L'IA a faim d'électricité. Aux États-Unis, ce sont les ménages qui règlent l'addition, et ces derniers commencent à s'en souvenir dans les urnes.
Derrière l'offensive nucléaire des géants de la tech, qui investissent désormais le terrain de l'atome pour assouvir leur insatiable soif d'énergie provoquée par le boom de l'IA, se joue un combat homérique pour l'accès à l'électricité aux États-Unis. Le déploiement massif de data centers provoque en effet blocages réglementaires, révoltes locales et hausses de factures qui transforment l'énergie en terrain de combat politique… et, désormais, électoral.
En 2025, ce sont ainsi plus de 156 milliards de dollars de projets de data centers qui ont été bloqués ou retardés par l'opposition locale, selon le New York Times. En cause : la hausse des factures d'électricité engendrée par la multiplication des data centers. En septembre 2025, le prix de l'électricité pour les particuliers à l'échelle nationale a bondi de + 7,4 % en un an. Et l'accalmie n'est pas en vue : Goldman Sachs prédit une nouvelle progression de + 6 % entre 2026 et 2027. De quoi générer un impact inflationniste jusque dans les courses alimentaires et les soins médicaux des ménages à revenus modestes.

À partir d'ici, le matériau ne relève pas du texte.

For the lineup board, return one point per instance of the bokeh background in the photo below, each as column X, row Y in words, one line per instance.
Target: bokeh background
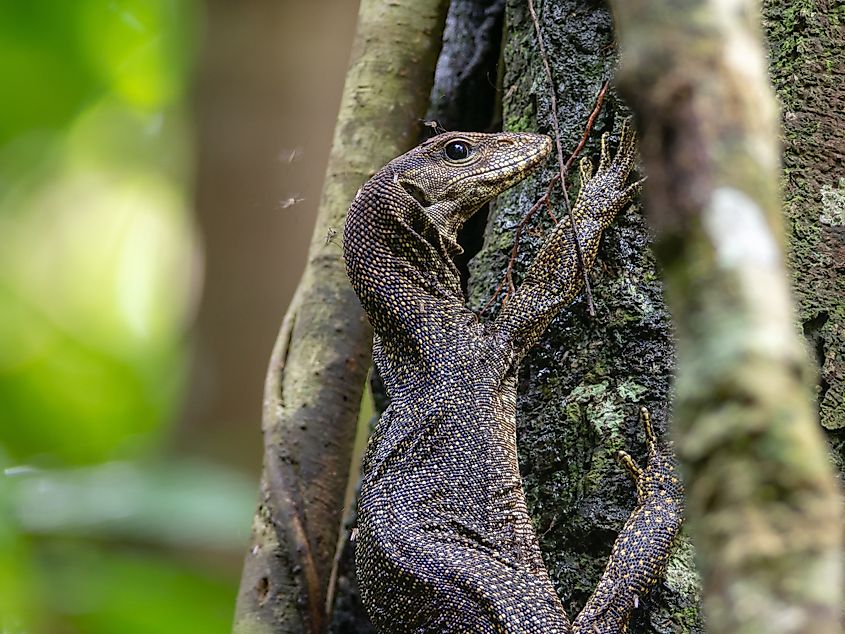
column 160, row 167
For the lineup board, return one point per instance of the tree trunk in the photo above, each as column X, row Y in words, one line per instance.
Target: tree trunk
column 581, row 387
column 762, row 503
column 321, row 358
column 807, row 66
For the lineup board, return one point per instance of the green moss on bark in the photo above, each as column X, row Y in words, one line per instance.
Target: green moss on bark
column 807, row 65
column 580, row 388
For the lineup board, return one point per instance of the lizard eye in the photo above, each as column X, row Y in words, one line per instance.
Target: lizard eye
column 457, row 150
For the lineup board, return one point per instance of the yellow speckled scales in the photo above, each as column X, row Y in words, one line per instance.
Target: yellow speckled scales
column 445, row 541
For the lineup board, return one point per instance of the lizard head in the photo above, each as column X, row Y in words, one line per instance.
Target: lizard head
column 453, row 174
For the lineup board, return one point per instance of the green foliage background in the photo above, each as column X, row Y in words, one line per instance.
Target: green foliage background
column 101, row 530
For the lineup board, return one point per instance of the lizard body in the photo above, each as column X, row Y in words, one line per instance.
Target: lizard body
column 445, row 541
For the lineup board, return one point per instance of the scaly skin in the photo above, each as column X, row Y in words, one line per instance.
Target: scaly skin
column 445, row 542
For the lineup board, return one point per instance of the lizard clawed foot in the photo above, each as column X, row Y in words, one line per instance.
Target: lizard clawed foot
column 604, row 193
column 660, row 476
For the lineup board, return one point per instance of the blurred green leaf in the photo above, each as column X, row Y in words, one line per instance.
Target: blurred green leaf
column 186, row 504
column 108, row 591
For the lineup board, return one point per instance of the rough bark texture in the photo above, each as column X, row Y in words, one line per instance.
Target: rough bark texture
column 462, row 98
column 762, row 503
column 581, row 387
column 321, row 357
column 807, row 66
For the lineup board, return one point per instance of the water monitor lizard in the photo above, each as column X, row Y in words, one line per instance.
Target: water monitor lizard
column 445, row 541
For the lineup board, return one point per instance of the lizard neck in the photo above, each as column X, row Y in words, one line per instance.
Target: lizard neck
column 400, row 264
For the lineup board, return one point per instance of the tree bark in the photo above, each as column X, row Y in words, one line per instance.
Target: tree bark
column 322, row 355
column 581, row 387
column 807, row 66
column 762, row 503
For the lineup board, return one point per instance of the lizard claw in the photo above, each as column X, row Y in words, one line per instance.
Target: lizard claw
column 585, row 171
column 660, row 475
column 603, row 193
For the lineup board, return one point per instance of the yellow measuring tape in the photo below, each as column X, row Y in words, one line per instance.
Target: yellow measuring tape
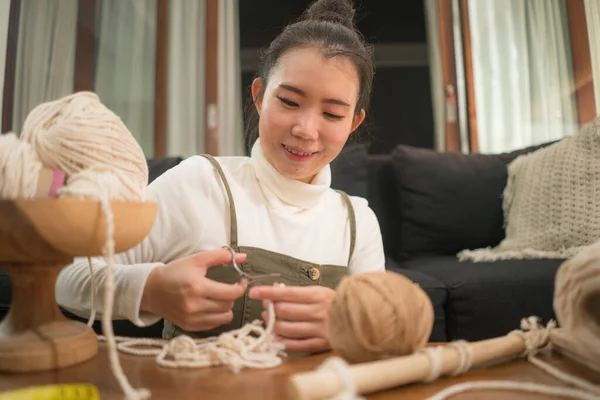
column 53, row 392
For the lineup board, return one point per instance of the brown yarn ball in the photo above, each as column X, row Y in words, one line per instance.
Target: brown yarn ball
column 379, row 314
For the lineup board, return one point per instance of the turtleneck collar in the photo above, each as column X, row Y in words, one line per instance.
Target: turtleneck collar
column 290, row 191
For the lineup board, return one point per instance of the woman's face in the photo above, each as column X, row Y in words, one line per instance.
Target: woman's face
column 307, row 111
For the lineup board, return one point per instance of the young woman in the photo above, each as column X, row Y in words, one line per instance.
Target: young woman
column 275, row 208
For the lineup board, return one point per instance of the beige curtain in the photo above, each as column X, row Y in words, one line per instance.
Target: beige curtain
column 126, row 64
column 523, row 73
column 185, row 114
column 435, row 73
column 592, row 16
column 45, row 55
column 229, row 107
column 4, row 14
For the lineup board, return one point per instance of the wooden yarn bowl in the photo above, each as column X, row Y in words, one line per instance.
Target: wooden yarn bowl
column 38, row 238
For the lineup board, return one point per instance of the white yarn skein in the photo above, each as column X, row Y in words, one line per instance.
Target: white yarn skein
column 82, row 137
column 77, row 133
column 19, row 168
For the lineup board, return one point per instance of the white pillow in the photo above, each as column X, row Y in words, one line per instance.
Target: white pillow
column 551, row 201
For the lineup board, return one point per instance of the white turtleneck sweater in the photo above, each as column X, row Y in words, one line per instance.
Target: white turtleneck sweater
column 305, row 221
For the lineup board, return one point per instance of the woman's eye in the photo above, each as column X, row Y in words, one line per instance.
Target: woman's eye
column 288, row 102
column 333, row 116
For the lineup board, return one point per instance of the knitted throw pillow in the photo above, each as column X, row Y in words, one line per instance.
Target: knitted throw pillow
column 551, row 201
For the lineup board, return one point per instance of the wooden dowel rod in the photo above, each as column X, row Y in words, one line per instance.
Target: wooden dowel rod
column 398, row 371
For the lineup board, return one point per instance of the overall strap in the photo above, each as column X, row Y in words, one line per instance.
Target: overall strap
column 352, row 218
column 232, row 213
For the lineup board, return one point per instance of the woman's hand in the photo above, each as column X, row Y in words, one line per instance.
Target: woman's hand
column 181, row 292
column 301, row 312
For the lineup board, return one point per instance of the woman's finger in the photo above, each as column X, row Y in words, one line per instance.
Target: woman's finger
column 298, row 330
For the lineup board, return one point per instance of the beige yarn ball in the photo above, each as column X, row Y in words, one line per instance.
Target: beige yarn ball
column 78, row 134
column 379, row 314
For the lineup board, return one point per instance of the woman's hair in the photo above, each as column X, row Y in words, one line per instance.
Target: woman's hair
column 329, row 26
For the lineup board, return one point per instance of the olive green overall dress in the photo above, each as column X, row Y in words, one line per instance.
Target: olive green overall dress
column 292, row 271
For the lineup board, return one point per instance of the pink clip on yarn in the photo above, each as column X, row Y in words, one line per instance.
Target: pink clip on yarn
column 58, row 181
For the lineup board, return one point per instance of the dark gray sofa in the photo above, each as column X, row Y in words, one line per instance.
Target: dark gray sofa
column 430, row 206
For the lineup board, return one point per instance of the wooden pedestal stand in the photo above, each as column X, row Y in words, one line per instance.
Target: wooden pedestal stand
column 38, row 238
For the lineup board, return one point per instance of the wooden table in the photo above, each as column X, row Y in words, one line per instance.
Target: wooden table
column 219, row 383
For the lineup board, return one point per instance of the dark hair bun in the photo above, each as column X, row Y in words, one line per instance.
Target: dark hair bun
column 337, row 11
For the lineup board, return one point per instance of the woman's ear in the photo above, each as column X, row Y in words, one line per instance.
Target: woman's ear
column 358, row 119
column 257, row 93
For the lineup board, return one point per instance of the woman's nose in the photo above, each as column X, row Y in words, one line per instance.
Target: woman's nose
column 306, row 127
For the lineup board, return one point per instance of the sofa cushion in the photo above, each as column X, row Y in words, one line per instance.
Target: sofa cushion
column 349, row 170
column 449, row 201
column 383, row 200
column 487, row 300
column 551, row 201
column 435, row 289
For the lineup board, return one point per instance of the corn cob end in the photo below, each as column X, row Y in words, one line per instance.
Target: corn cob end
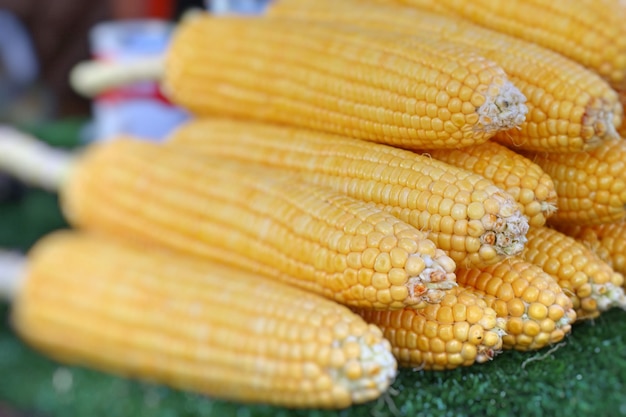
column 505, row 233
column 504, row 107
column 369, row 374
column 431, row 284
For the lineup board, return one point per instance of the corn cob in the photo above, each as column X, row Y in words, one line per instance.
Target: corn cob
column 459, row 330
column 590, row 185
column 308, row 236
column 608, row 241
column 588, row 31
column 570, row 108
column 465, row 214
column 381, row 86
column 525, row 181
column 591, row 283
column 150, row 314
column 535, row 309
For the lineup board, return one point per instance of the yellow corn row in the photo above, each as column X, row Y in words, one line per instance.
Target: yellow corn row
column 214, row 208
column 200, row 326
column 591, row 283
column 524, row 180
column 608, row 241
column 588, row 31
column 375, row 85
column 534, row 307
column 590, row 185
column 459, row 330
column 465, row 214
column 570, row 108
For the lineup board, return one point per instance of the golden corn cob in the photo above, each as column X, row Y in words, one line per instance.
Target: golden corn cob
column 570, row 108
column 381, row 86
column 590, row 185
column 588, row 31
column 591, row 283
column 459, row 330
column 608, row 241
column 196, row 325
column 219, row 209
column 465, row 214
column 524, row 180
column 534, row 307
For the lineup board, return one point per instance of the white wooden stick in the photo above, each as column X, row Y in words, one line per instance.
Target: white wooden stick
column 33, row 161
column 12, row 265
column 90, row 78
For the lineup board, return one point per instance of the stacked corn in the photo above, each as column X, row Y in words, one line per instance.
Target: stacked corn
column 414, row 167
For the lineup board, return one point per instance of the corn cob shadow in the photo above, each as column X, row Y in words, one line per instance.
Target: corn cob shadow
column 465, row 214
column 311, row 237
column 570, row 108
column 408, row 91
column 459, row 330
column 109, row 308
column 535, row 310
column 592, row 285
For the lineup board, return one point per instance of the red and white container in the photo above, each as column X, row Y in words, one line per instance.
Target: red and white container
column 137, row 109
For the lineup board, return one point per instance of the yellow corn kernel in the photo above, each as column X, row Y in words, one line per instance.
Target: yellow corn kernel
column 459, row 330
column 250, row 217
column 582, row 274
column 599, row 43
column 196, row 325
column 373, row 85
column 607, row 241
column 524, row 180
column 570, row 108
column 474, row 221
column 535, row 310
column 590, row 185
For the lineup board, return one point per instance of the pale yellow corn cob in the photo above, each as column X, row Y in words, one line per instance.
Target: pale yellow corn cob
column 459, row 330
column 196, row 325
column 376, row 85
column 308, row 236
column 534, row 307
column 465, row 214
column 591, row 32
column 570, row 108
column 590, row 185
column 591, row 283
column 608, row 241
column 524, row 180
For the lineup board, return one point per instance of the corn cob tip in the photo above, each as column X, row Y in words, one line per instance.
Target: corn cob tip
column 598, row 124
column 486, row 352
column 506, row 233
column 503, row 108
column 370, row 374
column 608, row 295
column 431, row 284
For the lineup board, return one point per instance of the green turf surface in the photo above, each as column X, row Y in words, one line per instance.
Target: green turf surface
column 584, row 376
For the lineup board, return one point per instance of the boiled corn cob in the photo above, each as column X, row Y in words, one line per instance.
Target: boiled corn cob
column 465, row 214
column 535, row 309
column 524, row 180
column 591, row 283
column 570, row 108
column 608, row 241
column 590, row 185
column 588, row 31
column 220, row 209
column 459, row 330
column 381, row 86
column 195, row 325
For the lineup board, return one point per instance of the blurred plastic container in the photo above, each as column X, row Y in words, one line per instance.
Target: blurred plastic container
column 237, row 6
column 138, row 109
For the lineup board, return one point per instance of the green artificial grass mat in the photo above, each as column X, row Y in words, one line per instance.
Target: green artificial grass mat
column 585, row 375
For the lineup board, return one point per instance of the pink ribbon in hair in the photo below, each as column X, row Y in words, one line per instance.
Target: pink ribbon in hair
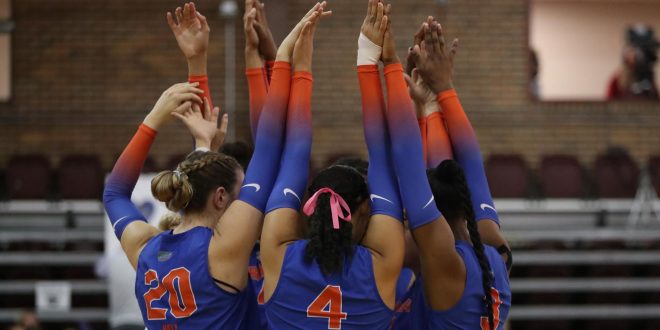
column 337, row 206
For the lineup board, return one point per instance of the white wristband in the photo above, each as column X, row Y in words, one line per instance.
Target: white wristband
column 368, row 52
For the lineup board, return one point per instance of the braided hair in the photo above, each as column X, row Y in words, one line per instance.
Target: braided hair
column 187, row 188
column 452, row 197
column 328, row 246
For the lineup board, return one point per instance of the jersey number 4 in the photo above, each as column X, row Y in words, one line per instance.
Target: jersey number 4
column 328, row 305
column 177, row 284
column 496, row 311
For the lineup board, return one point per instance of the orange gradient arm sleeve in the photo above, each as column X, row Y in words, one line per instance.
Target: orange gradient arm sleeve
column 422, row 128
column 439, row 144
column 257, row 90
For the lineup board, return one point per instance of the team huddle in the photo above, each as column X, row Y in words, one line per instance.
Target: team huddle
column 409, row 240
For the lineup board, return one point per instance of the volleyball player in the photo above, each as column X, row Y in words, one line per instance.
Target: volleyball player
column 447, row 134
column 194, row 276
column 467, row 286
column 343, row 274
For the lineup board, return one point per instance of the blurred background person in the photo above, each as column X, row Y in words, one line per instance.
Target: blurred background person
column 636, row 78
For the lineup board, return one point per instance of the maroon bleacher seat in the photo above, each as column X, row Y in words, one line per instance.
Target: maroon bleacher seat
column 508, row 176
column 28, row 177
column 607, row 324
column 616, row 176
column 80, row 177
column 561, row 177
column 654, row 171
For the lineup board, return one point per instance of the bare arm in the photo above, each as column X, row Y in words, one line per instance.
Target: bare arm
column 128, row 223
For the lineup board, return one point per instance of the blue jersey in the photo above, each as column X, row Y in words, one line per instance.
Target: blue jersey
column 470, row 311
column 175, row 289
column 401, row 319
column 305, row 298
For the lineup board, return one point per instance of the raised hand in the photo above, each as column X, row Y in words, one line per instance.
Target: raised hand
column 421, row 94
column 191, row 31
column 304, row 47
column 251, row 36
column 178, row 98
column 252, row 57
column 285, row 52
column 376, row 22
column 203, row 127
column 389, row 55
column 433, row 60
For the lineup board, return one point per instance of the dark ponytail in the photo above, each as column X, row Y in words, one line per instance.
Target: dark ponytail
column 328, row 246
column 452, row 197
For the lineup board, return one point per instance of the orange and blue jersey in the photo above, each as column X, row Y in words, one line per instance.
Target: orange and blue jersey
column 470, row 311
column 175, row 289
column 306, row 298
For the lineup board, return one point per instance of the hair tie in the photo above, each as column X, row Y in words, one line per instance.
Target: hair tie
column 337, row 206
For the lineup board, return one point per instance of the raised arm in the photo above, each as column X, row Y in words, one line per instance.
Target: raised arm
column 191, row 31
column 129, row 224
column 439, row 259
column 260, row 53
column 241, row 224
column 385, row 235
column 438, row 73
column 281, row 224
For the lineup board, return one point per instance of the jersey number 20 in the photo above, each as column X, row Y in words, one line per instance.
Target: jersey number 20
column 180, row 306
column 328, row 305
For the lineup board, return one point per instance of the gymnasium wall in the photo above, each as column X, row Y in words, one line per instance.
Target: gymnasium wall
column 85, row 74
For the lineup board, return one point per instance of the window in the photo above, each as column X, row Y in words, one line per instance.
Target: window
column 580, row 47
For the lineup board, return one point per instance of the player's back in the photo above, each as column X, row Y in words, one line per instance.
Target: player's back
column 175, row 289
column 470, row 311
column 305, row 298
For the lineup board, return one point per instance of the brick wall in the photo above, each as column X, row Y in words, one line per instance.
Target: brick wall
column 86, row 73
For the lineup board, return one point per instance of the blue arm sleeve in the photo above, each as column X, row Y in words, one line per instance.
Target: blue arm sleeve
column 407, row 151
column 468, row 154
column 294, row 170
column 383, row 188
column 264, row 165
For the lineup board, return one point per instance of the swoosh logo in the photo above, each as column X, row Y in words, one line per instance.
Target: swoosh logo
column 485, row 206
column 118, row 221
column 374, row 196
column 256, row 186
column 429, row 202
column 289, row 191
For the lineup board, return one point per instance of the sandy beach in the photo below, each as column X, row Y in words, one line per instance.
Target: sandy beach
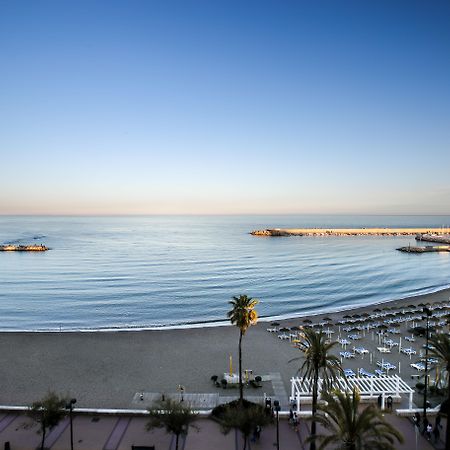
column 108, row 369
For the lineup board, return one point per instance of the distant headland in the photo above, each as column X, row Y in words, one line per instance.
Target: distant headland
column 349, row 231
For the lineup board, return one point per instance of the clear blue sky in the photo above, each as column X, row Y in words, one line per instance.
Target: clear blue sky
column 224, row 107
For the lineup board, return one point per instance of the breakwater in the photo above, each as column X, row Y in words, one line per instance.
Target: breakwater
column 433, row 238
column 349, row 232
column 23, row 248
column 426, row 249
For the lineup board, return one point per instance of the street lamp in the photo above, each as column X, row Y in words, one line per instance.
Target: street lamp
column 69, row 406
column 428, row 313
column 277, row 408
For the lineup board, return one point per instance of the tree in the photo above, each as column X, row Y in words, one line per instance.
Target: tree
column 351, row 429
column 48, row 412
column 176, row 417
column 244, row 417
column 243, row 315
column 440, row 349
column 318, row 363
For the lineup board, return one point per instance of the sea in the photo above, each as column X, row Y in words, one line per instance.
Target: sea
column 145, row 272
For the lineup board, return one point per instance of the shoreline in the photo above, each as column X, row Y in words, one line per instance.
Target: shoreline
column 109, row 369
column 224, row 323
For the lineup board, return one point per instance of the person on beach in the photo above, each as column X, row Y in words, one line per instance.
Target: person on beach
column 295, row 422
column 436, row 433
column 425, row 426
column 437, row 423
column 389, row 403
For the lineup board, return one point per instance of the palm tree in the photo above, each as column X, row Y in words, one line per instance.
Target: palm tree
column 351, row 429
column 318, row 363
column 441, row 350
column 174, row 416
column 48, row 412
column 245, row 418
column 243, row 315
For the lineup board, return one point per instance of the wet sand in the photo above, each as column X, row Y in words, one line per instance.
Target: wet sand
column 107, row 369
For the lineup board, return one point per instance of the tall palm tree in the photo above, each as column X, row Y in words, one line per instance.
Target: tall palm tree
column 174, row 416
column 48, row 412
column 441, row 350
column 318, row 363
column 351, row 429
column 243, row 315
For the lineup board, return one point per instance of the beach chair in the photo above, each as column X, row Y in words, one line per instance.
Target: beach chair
column 364, row 373
column 349, row 373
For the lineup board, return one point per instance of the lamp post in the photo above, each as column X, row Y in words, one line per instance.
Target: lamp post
column 69, row 406
column 428, row 314
column 276, row 406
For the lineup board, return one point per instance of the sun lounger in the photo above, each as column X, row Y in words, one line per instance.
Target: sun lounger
column 360, row 350
column 364, row 373
column 384, row 349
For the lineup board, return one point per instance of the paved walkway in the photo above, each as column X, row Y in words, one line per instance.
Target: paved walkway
column 120, row 433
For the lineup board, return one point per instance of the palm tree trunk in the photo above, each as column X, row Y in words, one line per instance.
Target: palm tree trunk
column 447, row 430
column 43, row 438
column 314, row 410
column 241, row 388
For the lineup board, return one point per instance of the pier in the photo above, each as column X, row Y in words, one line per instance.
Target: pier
column 276, row 232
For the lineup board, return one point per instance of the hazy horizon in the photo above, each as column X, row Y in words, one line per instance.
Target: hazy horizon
column 155, row 108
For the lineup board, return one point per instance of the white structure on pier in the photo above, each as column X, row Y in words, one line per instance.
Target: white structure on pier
column 368, row 388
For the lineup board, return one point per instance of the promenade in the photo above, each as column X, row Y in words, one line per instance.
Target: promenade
column 121, row 433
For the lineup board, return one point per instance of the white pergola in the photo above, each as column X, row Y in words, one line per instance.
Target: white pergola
column 368, row 388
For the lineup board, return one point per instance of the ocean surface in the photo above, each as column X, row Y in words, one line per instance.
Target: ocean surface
column 153, row 271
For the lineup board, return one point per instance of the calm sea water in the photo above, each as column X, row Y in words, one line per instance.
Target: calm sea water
column 139, row 272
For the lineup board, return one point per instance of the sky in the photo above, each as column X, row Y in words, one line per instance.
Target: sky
column 148, row 107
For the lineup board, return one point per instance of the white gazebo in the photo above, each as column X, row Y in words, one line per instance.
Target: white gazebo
column 368, row 388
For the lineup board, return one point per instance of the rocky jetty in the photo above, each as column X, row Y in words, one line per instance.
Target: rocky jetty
column 426, row 249
column 349, row 232
column 23, row 248
column 433, row 238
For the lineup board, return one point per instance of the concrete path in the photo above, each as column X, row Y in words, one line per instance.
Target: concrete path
column 120, row 433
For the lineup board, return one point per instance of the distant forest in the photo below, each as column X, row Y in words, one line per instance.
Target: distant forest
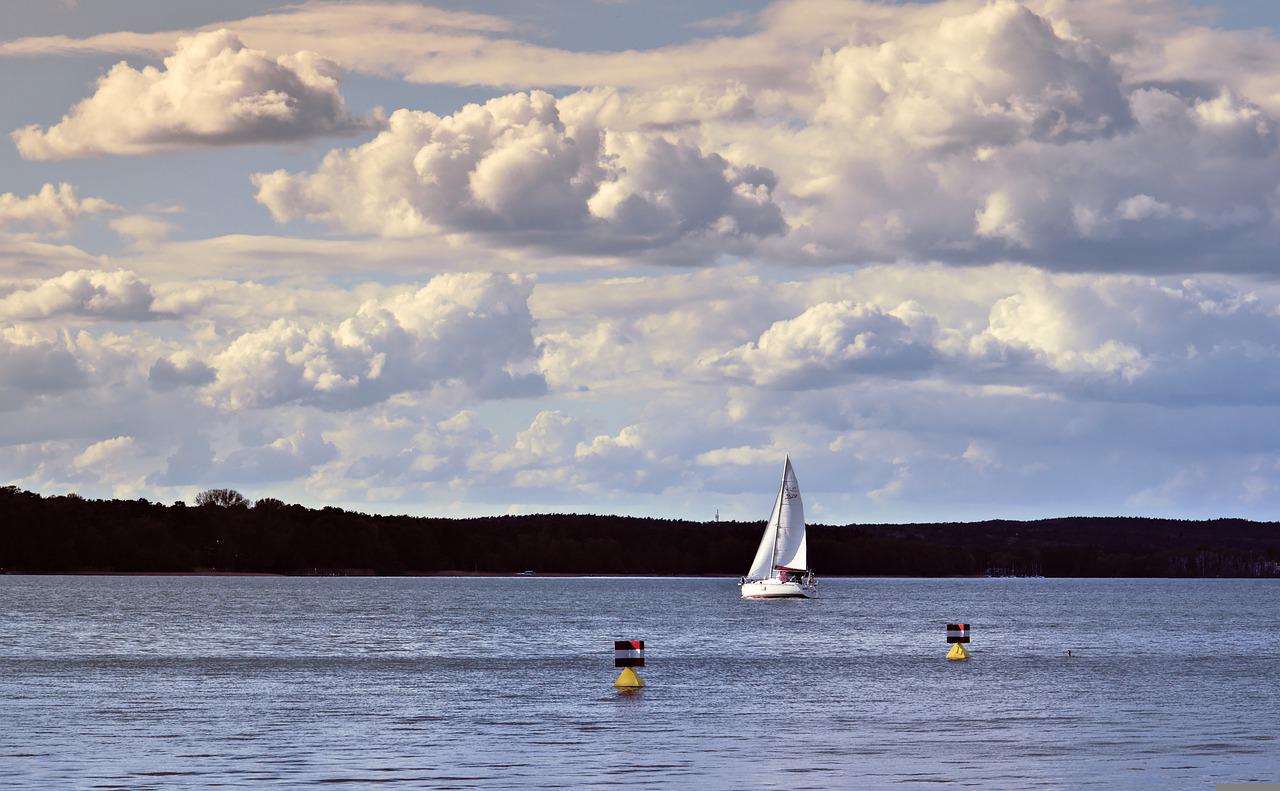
column 227, row 534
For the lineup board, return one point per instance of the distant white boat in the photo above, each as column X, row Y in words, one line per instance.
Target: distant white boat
column 781, row 566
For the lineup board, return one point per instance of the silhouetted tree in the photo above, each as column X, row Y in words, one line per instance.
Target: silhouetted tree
column 227, row 498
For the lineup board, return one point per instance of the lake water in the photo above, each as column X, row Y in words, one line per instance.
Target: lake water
column 135, row 682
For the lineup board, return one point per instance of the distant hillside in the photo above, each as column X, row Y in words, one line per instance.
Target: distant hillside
column 69, row 534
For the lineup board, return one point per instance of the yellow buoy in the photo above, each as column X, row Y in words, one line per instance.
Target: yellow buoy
column 629, row 679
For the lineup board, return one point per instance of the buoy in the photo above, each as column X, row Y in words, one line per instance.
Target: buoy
column 629, row 654
column 958, row 634
column 629, row 679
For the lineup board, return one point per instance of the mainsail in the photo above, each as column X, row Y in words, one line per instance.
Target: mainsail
column 784, row 542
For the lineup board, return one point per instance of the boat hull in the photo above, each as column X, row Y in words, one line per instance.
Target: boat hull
column 776, row 589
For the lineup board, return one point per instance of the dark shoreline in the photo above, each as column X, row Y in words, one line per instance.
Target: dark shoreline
column 74, row 535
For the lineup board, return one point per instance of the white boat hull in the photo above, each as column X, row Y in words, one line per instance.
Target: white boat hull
column 777, row 589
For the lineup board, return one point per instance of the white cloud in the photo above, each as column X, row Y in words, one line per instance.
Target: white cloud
column 833, row 341
column 213, row 91
column 103, row 453
column 50, row 209
column 511, row 169
column 88, row 293
column 35, row 364
column 991, row 77
column 470, row 329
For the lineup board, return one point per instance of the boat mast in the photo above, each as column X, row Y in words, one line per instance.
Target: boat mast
column 777, row 524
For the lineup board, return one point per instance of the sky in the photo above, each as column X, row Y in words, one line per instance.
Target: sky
column 960, row 260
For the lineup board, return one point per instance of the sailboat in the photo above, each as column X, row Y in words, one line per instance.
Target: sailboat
column 781, row 566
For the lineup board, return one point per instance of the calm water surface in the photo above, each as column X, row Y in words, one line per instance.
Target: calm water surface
column 135, row 682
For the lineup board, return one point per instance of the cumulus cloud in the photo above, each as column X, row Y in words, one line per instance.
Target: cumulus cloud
column 182, row 369
column 35, row 364
column 469, row 329
column 991, row 77
column 213, row 91
column 119, row 296
column 832, row 341
column 50, row 209
column 512, row 169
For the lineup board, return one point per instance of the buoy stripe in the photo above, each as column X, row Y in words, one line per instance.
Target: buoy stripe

De la résistance locale à la fracture politique
Sur le terrain, la géographie de la résistance se précise. En Pennsylvanie, la Commission fédérale de régulation de l'énergie a mis par deux fois son veto au projet d'Amazon sur le site de la centrale nucléaire de Susquehanna, estimant qu'une telle monopolisation ferait grimper les prix pour tous les autres consommateurs. En Illinois, le gouverneur démocrate J.B. Pritzker a proposé en février un moratoire de deux ans sur les incitations fiscales accordées aux data centers. Un chemin déjà emprunté depuis plusieurs mois par la ville d'Aurora – où plusieurs nouveaux centres de données sont en construction – qui a mis en place son propre moratoire municipal.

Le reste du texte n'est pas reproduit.